Nature Biotechnology 22, 1349 - 1350 (2004)

Reply to 'Monitoring horizontal gene transfer'

Jack A. Heinemann and Terje Traavik reply:

Our article points out that the relevance of transgene transfer to biosafety has been dismissed, as if its irrelevance were experimental fact. Davison misses the point by confusing the example of antibiotic-resistance gene transfer from transgenic plants to bacteria with our illustration of resistance evolution by gene transfer. We showed that based on experimental observations of resistance evolution, sound biosafety experiments have been impossible. Either the biosafety claims are experimentally verified or they are based on intuition and educated guesses. The standards of the science behind claims of safety should not be adjusted in the name of transgenic organisms simply because the claim is too difficult to verify.

Antibiotic-resistance evolution arose because of undetectable frequencies of horizontal gene transfer (HGT) that grew into discernable threats.

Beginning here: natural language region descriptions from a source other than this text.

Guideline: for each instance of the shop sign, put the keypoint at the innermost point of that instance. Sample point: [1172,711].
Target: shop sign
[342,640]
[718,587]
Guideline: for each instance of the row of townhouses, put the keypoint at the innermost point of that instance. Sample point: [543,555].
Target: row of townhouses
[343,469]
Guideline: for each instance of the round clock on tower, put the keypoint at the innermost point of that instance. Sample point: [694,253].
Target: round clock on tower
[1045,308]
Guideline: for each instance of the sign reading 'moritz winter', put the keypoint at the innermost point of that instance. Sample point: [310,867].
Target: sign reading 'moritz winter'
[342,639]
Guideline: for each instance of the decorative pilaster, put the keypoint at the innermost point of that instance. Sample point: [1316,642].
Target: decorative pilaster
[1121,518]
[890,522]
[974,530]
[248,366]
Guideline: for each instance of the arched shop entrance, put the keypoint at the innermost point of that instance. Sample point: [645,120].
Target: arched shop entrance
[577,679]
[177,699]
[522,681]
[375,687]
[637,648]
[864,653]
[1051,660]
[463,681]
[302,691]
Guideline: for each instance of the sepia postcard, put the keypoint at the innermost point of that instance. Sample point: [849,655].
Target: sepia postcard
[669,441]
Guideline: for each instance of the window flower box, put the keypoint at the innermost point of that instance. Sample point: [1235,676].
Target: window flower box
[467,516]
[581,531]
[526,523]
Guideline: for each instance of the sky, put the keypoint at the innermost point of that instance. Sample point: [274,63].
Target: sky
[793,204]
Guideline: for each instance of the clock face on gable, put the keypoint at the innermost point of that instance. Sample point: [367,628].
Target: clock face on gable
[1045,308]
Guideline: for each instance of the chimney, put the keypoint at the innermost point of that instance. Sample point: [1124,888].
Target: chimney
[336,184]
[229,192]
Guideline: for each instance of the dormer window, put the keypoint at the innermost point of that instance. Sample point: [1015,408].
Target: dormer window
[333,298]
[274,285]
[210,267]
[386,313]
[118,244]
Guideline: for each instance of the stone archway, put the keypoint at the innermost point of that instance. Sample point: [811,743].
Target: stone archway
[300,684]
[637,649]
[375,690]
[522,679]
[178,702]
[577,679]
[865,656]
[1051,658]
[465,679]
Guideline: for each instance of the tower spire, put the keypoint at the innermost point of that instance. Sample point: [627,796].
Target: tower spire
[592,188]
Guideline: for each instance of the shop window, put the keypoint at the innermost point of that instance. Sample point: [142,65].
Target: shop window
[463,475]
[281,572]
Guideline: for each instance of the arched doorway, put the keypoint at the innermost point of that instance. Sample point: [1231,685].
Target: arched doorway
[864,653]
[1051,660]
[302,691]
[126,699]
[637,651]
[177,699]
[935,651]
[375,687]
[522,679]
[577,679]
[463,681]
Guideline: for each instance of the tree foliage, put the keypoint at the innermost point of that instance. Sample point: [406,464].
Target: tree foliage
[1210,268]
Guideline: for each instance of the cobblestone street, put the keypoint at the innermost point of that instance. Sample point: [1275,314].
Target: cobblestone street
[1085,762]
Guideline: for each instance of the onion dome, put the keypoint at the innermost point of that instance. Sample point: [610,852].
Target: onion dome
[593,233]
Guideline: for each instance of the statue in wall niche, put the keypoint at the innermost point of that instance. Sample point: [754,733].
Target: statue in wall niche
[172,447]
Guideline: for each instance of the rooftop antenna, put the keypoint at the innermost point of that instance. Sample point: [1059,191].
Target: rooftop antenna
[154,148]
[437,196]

This exemplifies the general uncertainty over how the many different transgenes, including those for antibiotic resistance, will affect the characteristics of organisms that subsequently receive them. Resistance genes and antibiotics were not rare before human use of antibiotics1, as Davison says, but they were effectively nonexistent among the organisms that cause disease in people. A change in human practices influenced the transition of these genes into “horizontal transfer machines,” leading ultimately to their introgression into new species. The lesson here is that different applications of genetic engineering may create new opportunities in evolution, some of which are worth anticipating before we invite them.

For example, the US National Research Council (Washington, DC, USA) recently considered 'suicide genes' for containing recombinant microorganisms2. We predict that such genes easily become horizontal transfer machines3, 4, making their use as a containment tool a potential mistake.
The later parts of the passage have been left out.